Bagian paling atas adalah lapisan sel keratinisasi stratum korneum yang
ketebalannya bermacam-macam pada bagian-bagian tubuh tertentu. Pada tumit
dan telapak tangan adalah yang paling tebal sementara pada daerah yang
terlindungi seperti skrotum dan kelopak mata hanya pecahan dari milimeter.
Berkaitan dengan forensik pada perkiraan perlukaan penetrasi pada kulit.
Kemudian epidermis yang tidak terdapat pembuluh darah. Lapisan
epidemris umumnya berkerut, permukaan bawahnya terdiri dari papilla yang
masuk ke dalam dermis. Dermis (korium) terdiri dari jaringan ikat dengan
adneksa kulit seperti folikel rambut, kelenjar sebasea dan kelenjar keringat.
Terdapat banyak pembuluh darah, saraf, pembuluh limfe serta ujung saraf taktil,
tekan, panas. Bagian bawah dari dermis terdapat jaringan lemak dan (tergantung
dari bagian tubuh) fascia, jaringan adiposa dan otot yang berurutan di bawahnya.

Gambar 1. Penampang Kulit

2
2.2 Luka
Luka adalah hilang atau rusaknya sebagian jaringan tubuh yang
disebabkan oleh trauma benda tajam atau tumpul, perubahan suhu, zat kimia,
ledakan, sengatan listrik atau gigitan hewan.
Luka adalah suatu gangguan dari kondisi normal pada kulit Didalam
melakukan pemeriksaan terhadap orang yang menderita luka akibat kekerasan,
pada hakekatnya dokter diwajibkan untuk dapat memberikan kejelasan dari
permasalahan jenis luka yang terjadi, jenis kekerasan yang menyebabkan luka,
dan kualifikasi luka.

2.3 Etiologi Luka


Perlukaan dapat disebabkan oleh berbagai hal, antara lain :

1. Luka karena kekerasan mekanik (benda tajam, tumpul, dan senjata api)
2. Luka karena kekerasan fisik (arus listrik, petir, suhu)
3. Luka karena kekerasan kimiawi (asam, basa, logam berat)

2.4 Klasifikasi Luka


Berdasarkan jenis benda yang menyebabkan, luka diklasifikasikan menjadi :
1. Jenis luka akibat kekerasan benda tumpul (blunt force injury).
A. Memar, terdiri dari :
a.

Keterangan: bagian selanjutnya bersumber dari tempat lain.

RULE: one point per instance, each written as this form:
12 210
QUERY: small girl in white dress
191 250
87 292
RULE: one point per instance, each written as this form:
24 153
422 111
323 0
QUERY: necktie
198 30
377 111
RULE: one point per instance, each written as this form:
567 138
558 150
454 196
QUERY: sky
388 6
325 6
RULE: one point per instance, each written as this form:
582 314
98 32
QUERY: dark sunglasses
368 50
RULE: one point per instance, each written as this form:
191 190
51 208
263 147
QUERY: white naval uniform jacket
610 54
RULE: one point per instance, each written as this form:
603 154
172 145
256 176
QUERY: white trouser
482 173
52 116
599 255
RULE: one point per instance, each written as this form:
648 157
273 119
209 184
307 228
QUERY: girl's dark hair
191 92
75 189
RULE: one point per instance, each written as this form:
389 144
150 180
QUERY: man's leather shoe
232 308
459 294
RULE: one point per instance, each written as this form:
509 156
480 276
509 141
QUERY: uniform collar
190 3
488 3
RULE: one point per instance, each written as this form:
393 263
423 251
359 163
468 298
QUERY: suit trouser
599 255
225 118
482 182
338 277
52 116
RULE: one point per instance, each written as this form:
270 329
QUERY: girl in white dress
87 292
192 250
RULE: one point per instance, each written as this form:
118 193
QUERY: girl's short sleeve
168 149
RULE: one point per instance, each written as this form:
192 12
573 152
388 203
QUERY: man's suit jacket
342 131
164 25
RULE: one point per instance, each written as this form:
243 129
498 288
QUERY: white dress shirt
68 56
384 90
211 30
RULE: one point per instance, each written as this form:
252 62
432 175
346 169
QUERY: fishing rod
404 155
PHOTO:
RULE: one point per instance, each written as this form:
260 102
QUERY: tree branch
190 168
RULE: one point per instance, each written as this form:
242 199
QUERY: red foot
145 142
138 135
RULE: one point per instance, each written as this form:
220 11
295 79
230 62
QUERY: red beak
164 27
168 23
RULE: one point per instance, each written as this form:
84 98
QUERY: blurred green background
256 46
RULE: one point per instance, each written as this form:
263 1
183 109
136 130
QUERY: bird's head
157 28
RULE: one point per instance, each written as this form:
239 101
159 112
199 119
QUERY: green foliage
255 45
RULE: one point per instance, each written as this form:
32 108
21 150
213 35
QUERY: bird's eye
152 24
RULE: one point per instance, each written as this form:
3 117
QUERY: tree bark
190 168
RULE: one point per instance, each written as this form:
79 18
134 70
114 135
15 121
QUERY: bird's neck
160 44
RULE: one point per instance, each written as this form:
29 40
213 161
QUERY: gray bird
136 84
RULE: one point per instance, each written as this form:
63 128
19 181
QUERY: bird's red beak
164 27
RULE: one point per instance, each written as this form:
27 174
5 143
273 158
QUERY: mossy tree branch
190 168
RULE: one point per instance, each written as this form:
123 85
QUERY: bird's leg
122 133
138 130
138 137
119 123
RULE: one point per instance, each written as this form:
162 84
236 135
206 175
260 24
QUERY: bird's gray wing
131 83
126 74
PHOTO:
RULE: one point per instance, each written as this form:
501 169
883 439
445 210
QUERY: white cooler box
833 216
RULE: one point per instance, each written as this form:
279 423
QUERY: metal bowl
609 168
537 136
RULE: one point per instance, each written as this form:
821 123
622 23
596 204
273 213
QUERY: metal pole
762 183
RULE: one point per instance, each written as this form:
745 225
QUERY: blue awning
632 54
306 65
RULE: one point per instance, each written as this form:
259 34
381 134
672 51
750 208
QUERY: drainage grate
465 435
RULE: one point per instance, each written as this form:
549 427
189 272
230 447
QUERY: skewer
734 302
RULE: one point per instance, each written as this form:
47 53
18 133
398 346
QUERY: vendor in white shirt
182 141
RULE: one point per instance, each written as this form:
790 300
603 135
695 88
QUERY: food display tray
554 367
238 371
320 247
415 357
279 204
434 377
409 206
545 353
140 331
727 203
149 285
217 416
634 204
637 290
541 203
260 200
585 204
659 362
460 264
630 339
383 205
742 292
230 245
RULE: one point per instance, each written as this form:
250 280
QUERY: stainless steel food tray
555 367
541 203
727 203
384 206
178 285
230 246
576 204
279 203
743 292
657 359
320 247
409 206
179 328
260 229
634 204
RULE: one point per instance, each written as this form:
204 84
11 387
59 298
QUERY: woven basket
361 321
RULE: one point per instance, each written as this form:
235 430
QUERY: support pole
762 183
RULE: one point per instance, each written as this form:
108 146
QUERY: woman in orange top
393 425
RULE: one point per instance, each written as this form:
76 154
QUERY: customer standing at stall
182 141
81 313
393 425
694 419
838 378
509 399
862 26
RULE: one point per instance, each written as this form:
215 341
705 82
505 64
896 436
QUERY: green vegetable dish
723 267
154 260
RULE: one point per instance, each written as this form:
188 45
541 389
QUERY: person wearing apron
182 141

Kontusio
b. Hematom
B. Luka Lecet
a. Luka lecet gores (stratch)
b. Luka lecet serut atau geser (graze,friction abrasion)
c. Luka lecet tekan (impression, impact abrasion)
d. Luka lecet berpola (crushing)
C. Luka Terbuka/Robek (Vulnus Laseratum)
2. Jenis luka akibat benda tajam.
A. Luka iris / luka sayat (incised wound)
B. Luka tusuk (stab wound)
C. Luka bacok (chop wound)
D. Luka akibat benda yang mudah pecah (kaca)
3. Luka akibat tembakan senjata api
4. Luka akibat suhu / temperatur
A. Benda bersuhu tinggi.

3
B. Benda bersuhu rendah.
5. Luka akibat trauma listrik
6. Luka akibat petir
7. Jenis luka akibat zat kimia korosif
A. Golongan Asam.
Termasuk zat kimia korosif dari golongan asam antara lain :
Asam mineral, antara lain : H2SO4, HCl dan NO3
Asam organik, antara lain : asam oksalat, asam formiat dan asam
asetat
Garam mineral, antara lain : AgNO3 dan Zinc Chlorida
Halogen, antara lain : F, Cl, Ba dan J
B. Golongan Basa.
Zat-zat kimia korosif yang termasuk golongan basa antara lain:
KOH
NaOH
NH4OH

2.5 Luka Lecet


2.5.1 Definisi
Luka lecet adalah luka akibat kekerasan benda yang memiliki permukaan
yang kasar atau runcung sehingga sebagian atau seluruh lapisan epidermis hilang.
Luka lecet dapat juga berdarah karena terkadang cukup dalam untuk mengenai
papila vaskuler yang berada di bawah permukaan epidermis dan dalam hal ini
juga perdarahan dapat terjadi pada tahap awal. Abrasi yang sesungguhnya tidak
berdrah karena pembuluh darah terdapat pada dermis.
Lecet sering dihasilkan dari pergerakan permukaan kulit ke permukaan
yang lebih kasar atau sebaliknya. Dengan demikian luka tersebut dapat memiliki
penampilan yang linier, dan pemeriksaan dekat mungkin menunjukkan epidermis
superfisial yang mengerut pada salah satu ujung luka, menunjukkan arah
perjalanan dari permukaan lawan. Dengan demikian, pukulan tangensial bisa
horizontal atau vertikal, atau mungkin dapat disimpulkan bahwa korban telah
diseret di atas permukaan yang kasar.
Pola dari luka lecet lebih jelas daripada memar karena luka lecet sering
mengambil kesan yang cukup rinci tentang bentuk objek yang menyebabkan luka
yang sekali ditimbulkan, tidak memanjang atau tertarik, sehingga luka

4
menunjukkan tepatnya wilayah penerapan kekerasan. Pada pencekikan manual,
luka lecet kecil, berbentuk bulan sabit yang disebabkan oleh kuku korban atau
penyerang mungkintanda-tanda hanya terlihat pada leher. Seorang korban
menolak sebuah pelecehan seksual atau serangan lain mungkin mencakar
penyerangnya dan meninggalkan lecet paralel linear pada wajah penyerang.
Beberapa lecet mungkin terkontaminasi dengan bahan asing, seperti kotoran atau
kaca, yang mungkin memiliki sigifikasi medikolegal penting.
Bahan tersebut harus disimpan hati-hati untuk analisis forensik berikutnya.
Dalam kasus tersebut, konsultasi dengan seorang ilmuwan forensik dapat
memastikan cara terbaik pengumpulan dan pelestarian bukti.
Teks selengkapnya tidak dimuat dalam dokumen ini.